Ms. Blakey, who graduated from Groveton High School in 1983, did not attend the adolescent-parenting program. Today, however, she is a paid assistant child-care provider on the staff.
"This program is really good for the girls because they get a chance to talk amongst themselves and they're able to compare notes," Ms. Blakey said. "They don't have to feel like they're alone.
"I just felt very isolated [when I got pregnant]," she said. "I think the biggest difficulty was that I lost a lot of friends. I got married, and then I had Jason, and my friends just dropped off like flies. I ended up with no friends because we didn't have anything in common.
"Once you get pregnant," Ms. Blakey added, "you have to think of your child first, and you don't think of yourself first; whereas when you're a teen-ager, that's all you think about. I had to grow up fast and that's sort of sad. The minute you have a baby, you're an adult, immediately."
According to Ms. Zellman, "the issue of parenthood has not been viewed as a problem, really. The real problem is generally perceived as having to do with pregnancy, so the programs that the schools offer generally are oriented toward the period of pregnancy."
Today, however, with the overwhelming majority of teen-age mothers opting for child-rearing instead of adoption, the practice of offering classes in parenting skills before birth, researchers say, needs to be re-examined.
"Providing parenting education during pregnancy seems ineffective and inefficient," Shelby H. Miller wrote in a 1983 report, Children as Parents, for the Child Welfare League of America. "At that time, the pregnant adolescent is more concerned with the developing fetus and her reactions to the pregnancy, not how she will toilet train her baby two years later.

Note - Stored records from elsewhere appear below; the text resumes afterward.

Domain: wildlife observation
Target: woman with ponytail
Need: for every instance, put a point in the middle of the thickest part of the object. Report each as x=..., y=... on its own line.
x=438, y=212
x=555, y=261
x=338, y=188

Emphasis during pregnancy should be placed on nutrition, exercise, and preparation for delivery. After the baby is born, new needs for information and services appear, but this is typically when most comprehensive programs end."
Besides parenting skills, the Groveton program--which soon could include services for grandparents and fathers--enables teen-age mothers to "take responsibility" for their children and to take responsibility for themselves, Ms. Hartman said.

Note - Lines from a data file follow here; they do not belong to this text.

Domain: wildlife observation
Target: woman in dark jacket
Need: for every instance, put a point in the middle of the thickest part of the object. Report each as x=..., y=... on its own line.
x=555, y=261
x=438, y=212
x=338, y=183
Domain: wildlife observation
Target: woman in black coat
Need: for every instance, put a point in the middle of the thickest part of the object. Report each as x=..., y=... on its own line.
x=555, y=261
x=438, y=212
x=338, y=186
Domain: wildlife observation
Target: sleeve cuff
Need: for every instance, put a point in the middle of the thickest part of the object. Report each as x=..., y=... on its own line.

"You know, they have so much growing up to do, and it's growing up that in many cases just won't happen because they're not going to have the time."

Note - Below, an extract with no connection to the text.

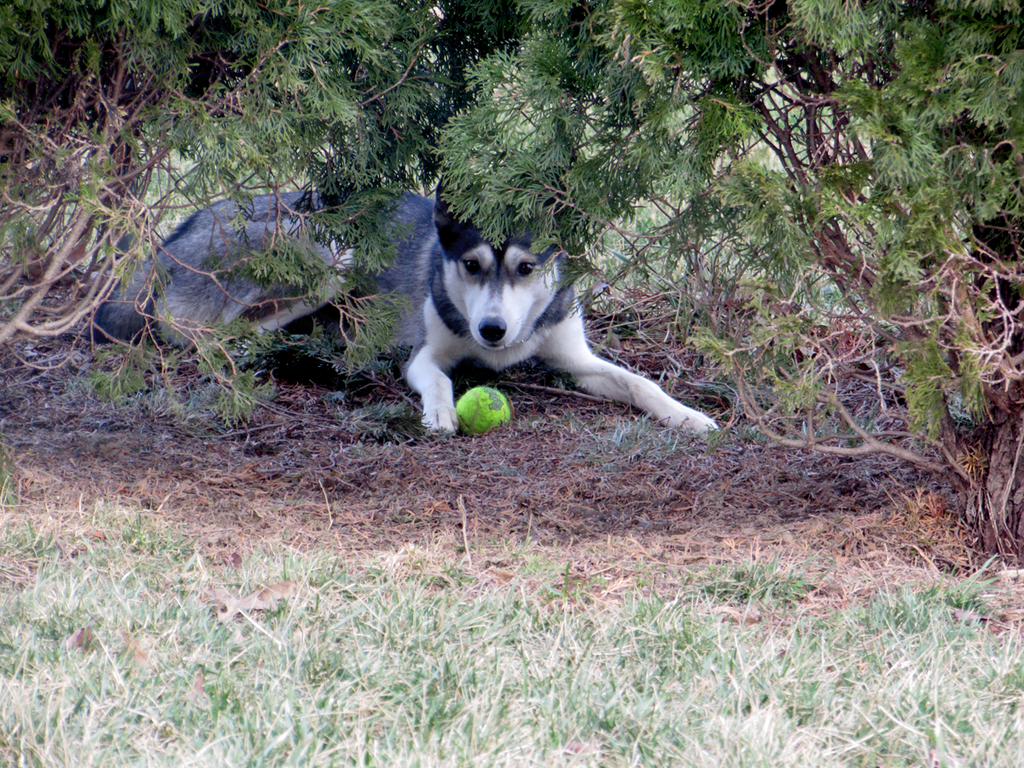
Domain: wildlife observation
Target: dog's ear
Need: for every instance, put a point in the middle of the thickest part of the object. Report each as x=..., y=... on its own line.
x=449, y=227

Sarah Persil, 17, the mother of a 4-month-old, Mellissa, said she is "very happy" with the Groveton program. "It's given me a lot of time for myself. The first time I went out alone, when [Mellissa] was two weeks old, I rushed back home because I had left her with my parents and I was really nervous. Until I started school I was like that, really paranoid to go out."
The Groveton program, Ms. Hartman said, gives teen-age mothers "a chance, for six hours a day, to be students like all the other students. They're going to have to pick up their baby at the end of the day, but at least they can be a real student for a few hours."